All of our tools [Word, Excel, Access, InfoPath, Visio, FrontPage, etc.] become XML authorers. All these tools support inputting and outputting XML. FrontPage supports formatting XML. The IT department creates a customer-defined schema and the tools support the end user. If an annual report is using the XML capabilities of Word, inside this document you are going to find schema-defined tags like annual results, sales, etc. If someone creates the annual report using an XML schema, then somebody using Excel can go and load that annual report file and do a comparison, as long as it's using the XML syntax and a schema that defines it. If you have an existing Access database, and you want to output one specific customer's information with all the existing orders that he did, and then send that file to a third party like an accounting firm, you could do that with Access. Those documents are now reprocessable. Before, the maximum you could do was a full text search. That's not business.

Our added value is bringing XML to the end user, to democratize this XML file that they don't know how to deal with. We really believe our customers now have software that is very easy to use. A few years ago, the first layer of XML that was adopted was the back-end. Now it is XML-enabled. The second layer was connectivity, which is done with SOAP and the Web Services standards. Now, finally, we are bringing in the front end, the missing piece: on the desktop we have an entire suite which can read and write for this core data model that we adopted three years ago with .NET. We are bringing the front-end to all these XML Web services that all the back-ends in the world are going to output.

Q: What role does the new InfoPath application play in Office 2003?

How do you gather information today? For example, a sales report? You do it with forms. But the customers told us that classic form technology was too hard to use or too rigid. If you use form technologies today, you may have a few fields like name or address. Then you have two or three lines where you can put your customers. If by accident you have more than three customers, then you need to use another piece of paper. Forms do not grow. You do not have spell checking, you cannot add an image. The form is very static; it looks like paper and you can't add or remove anything.

So the customers said forms are too rigid and customers really love documents, like those created by a word processor. But document technology does not have the validation functionality that you have in a form. What we did is we went and created a new kind of product. InfoPath is a hybrid product that takes the best of documents and the best of forms technology. Think about a form that is growing, a hierarchy of fields inside of fields inside of fields.

You really need to think of InfoPath as a sophisticated XML authoring tool which follows a customer-defined schema. When those rules are followed, it creates a valid document. The whole thing was to create a user interface that follows the schema and lets you only create a document which is valid to the schema.
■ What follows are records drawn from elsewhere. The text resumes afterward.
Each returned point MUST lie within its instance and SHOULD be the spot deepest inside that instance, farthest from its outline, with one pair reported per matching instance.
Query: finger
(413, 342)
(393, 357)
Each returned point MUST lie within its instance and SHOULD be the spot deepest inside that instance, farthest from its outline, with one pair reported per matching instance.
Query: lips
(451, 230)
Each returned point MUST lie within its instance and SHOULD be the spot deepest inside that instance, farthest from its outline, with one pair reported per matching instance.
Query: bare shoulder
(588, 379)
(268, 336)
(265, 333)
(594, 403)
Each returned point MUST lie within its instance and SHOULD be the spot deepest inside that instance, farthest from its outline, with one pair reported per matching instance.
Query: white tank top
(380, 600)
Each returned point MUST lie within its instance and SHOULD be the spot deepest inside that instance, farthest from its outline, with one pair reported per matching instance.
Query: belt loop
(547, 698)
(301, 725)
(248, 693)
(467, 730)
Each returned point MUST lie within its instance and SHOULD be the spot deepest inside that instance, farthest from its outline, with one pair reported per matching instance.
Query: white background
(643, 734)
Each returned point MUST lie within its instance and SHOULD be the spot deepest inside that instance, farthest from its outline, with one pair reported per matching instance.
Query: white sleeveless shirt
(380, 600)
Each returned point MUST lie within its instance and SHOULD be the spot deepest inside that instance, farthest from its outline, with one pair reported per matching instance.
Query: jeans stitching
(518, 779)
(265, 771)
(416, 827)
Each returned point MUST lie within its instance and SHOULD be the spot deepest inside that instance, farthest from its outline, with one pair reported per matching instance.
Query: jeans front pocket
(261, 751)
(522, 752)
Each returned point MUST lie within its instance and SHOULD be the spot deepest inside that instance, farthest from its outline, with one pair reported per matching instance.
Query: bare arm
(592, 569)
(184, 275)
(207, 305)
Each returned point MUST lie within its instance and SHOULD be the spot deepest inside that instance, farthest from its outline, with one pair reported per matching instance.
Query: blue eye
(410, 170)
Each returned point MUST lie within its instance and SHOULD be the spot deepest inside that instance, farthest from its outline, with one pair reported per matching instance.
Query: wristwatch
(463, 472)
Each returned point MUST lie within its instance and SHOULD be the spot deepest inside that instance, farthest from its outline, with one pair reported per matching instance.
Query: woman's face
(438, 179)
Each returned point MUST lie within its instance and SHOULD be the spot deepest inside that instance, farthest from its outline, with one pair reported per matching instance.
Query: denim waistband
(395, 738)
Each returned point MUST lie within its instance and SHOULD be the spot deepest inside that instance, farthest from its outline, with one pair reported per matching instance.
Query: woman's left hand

We really wanted to put the XML authoring in the hands of the end user, the mass market. The user interface is in terms of menus and clicks and is very familiar to the end user, while still following the schema. The end user just knows that he is clicking on a few things and sees a form being created.

Q: How do you design a "docuform" with InfoPath?

The way it works is you define your own schema by creating an XSD file [for instance, with Visual Studio .NET 2003] or connecting to an XML Web Service. Then, with InfoPath, you open the schema in design mode and with a drag-and-drop the user decides how he wants to design the actual form. InfoPath then generates an XSLT file, which basically transforms the XML. We ship 25 sample forms, or the user can also start from an empty form with drag and drop controls and we create the schema for him. It's really about business processes, both organizational business processes like human resources, sales data and inventory, and work group business processes like status reports, sales data collection and procurement.